When you want a dessert for a special occasion, try this one. Serving two, it's perfect for Valentine's Day or an anniversary dinner. But if need be, you can double the recipe, as I often do for my family. —Carole Resnick, Cleveland, Ohio
- 3 egg yolks
- 6 tablespoons sugar, divided
- 1 cup heavy whipping cream
- 2 ounces white baking chocolate, finely chopped
- 1/4 teaspoon vanilla extract
- In a small bowl, whisk egg yolks and 2 tablespoons sugar; set aside. In a small saucepan, combine the cream, chocolate and 2 tablespoons sugar.

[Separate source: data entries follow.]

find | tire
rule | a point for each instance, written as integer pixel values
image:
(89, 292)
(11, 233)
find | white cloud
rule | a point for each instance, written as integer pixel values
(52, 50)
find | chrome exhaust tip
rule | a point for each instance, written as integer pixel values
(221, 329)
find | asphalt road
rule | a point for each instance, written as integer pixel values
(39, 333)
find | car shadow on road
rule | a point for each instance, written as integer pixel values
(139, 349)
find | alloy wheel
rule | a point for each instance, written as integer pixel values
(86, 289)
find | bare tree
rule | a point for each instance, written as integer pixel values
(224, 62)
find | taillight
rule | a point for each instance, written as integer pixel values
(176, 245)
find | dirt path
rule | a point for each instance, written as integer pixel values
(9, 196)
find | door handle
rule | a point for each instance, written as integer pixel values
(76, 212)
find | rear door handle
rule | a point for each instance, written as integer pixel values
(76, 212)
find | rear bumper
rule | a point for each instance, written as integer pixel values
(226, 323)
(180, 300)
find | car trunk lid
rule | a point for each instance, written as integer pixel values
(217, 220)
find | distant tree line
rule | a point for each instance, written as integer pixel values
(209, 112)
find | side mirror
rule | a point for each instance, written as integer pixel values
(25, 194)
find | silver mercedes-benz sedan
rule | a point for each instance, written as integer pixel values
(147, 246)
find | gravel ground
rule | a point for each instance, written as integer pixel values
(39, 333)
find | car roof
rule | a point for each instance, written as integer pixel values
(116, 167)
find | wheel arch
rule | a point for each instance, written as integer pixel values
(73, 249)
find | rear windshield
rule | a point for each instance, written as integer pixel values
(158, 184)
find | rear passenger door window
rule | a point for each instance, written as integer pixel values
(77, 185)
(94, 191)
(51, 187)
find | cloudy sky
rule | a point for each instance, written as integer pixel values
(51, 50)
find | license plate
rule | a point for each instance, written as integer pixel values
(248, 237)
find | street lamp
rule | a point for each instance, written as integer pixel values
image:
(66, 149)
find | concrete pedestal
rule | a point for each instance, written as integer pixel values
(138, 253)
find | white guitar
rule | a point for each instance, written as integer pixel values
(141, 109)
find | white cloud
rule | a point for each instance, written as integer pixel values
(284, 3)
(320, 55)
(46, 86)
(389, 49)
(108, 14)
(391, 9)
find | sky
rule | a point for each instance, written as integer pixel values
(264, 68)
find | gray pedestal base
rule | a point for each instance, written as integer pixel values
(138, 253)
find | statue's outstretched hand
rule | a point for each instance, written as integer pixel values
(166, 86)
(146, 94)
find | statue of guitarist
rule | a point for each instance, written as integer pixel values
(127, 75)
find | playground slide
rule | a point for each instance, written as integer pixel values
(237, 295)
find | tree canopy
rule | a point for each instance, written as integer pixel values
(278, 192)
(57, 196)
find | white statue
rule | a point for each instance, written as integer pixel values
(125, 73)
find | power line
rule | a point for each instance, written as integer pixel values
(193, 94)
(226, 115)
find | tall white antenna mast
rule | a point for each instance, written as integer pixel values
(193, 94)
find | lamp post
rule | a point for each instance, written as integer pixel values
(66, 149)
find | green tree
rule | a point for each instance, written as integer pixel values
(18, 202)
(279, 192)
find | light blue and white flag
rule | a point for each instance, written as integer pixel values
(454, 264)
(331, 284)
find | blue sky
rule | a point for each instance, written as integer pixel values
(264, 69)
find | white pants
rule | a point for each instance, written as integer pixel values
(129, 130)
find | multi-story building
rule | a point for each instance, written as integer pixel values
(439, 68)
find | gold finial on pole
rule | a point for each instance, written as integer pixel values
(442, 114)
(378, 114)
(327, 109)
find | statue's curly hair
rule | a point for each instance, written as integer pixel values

Heat over medium-low heat until chocolate is melted and mixture is smooth, stirring constantly.
- Remove from the heat. Stir in vanilla. Stir a small amount of hot filling into egg yolk mixture; return all to the pan, stirring constantly.
- Pour into two 10-oz. ramekins. Place in a baking pan. Add 1 in. of boiling water to pan. Bake, uncovered, at 325° for 50-55 minutes or until center is set. Remove from water bath. Cool for 10 minutes. Refrigerate for at least 4 hours.
- If using a creme brulee torch, sprinkle with remaining sugar. Heat sugar with the torch until caramelized. Serve immediately.
- If broiling the custards, place ramekins on a baking sheet; let stand at room temperature for 15 minutes. Sprinkle with remaining sugar. Broil 8 in. from the heat for 4-7 minutes or until sugar is caramelized. Refrigerate for 1-2 hours or until firm. Yield: 2 servings.